Its easily-accessible internal cable routing with clearly marked ports are definitely a plus, along with the traditional threaded bottom bracket.
I first came across the forerunner of the 3D-printed carbon Emery One roughly a year ago while working on an assignment for Reuters, so seeing its redesigned form as an eBike was pleasant, yet not much of a surprise.
Unlike the human-powered version, the Emery One is 3D-printed in USA with Arevo technology and made in partnership with Franco Bike. The one shown at Sea Otter came with a potent Bosch Performance Line drivetrain capable of up to 100 miles with its 500wh battery, integrated storage options all in its unmistakable shape. Reservations for Emery One are now open with prices starting at $5,500 and a limited 100 unit Founder’s edition at $7,500.
Ritchey Swiss Cross
The venerable Ritchey Swiss Cross has now been updated! Flat-mount disc, thru-axles, room for 40c tires, and an updated geometry handmade with a triple-butted Ritchey Logic II CroMo steel tubing.

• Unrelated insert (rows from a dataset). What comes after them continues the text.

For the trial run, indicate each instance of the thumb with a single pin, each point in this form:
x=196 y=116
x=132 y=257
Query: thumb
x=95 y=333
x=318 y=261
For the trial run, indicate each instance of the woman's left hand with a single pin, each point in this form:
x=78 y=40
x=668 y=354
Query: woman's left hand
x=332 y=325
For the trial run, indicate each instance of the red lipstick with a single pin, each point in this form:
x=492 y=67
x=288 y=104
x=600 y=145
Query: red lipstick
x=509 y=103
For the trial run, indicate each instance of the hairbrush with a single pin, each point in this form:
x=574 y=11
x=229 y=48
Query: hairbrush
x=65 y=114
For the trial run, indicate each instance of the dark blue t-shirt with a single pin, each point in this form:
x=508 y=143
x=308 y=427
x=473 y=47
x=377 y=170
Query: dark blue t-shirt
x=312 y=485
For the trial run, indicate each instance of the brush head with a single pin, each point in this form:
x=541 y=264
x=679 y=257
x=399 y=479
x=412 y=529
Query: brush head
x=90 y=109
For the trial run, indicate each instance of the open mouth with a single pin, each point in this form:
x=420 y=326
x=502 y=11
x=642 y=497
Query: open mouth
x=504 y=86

In celebrating its 25-year anniversary, Ritchey is also producing a limited run of a hundred of them draped in its iconic red/white fade like the ones Thomas Frischknecht once rode. A miniature handlebar cowbell is included, too.
Spurcycle M2 Bell
Spurcycle arguably makes one of the best bells in the biz already, but there ain’t no stopping Nick and Clint from innovating. The M2 features the same metal dome as the original bell, but the striking mechanism has been moved internally within the dome along with a shorter throw lever and a narrower clamp for those cramped mountain bike cockpits. The M2 will be available at end of this summer in two flavors: A raw brass dome for $29, or nickel brass dome with black DLC coating for $39.
Hutchinson produced its first bicycle tire in 1890 and for 2019 the French manufacturer brought us their new MTB tires, the Griffus. Labeled under Hutchinson Racing Lab representing the company’s top-flight tires, Griffus, meaning “clawed” in French, is a gravity-oriented dry-condition optimized for grip and low rolling resistance. The Griffus comes in both 29 and 27.5 in either 2.4 or 2.5 and each width is paired with similar, yet slightly different tread profiles optimized to its width. Bonus point: tan sidewalls.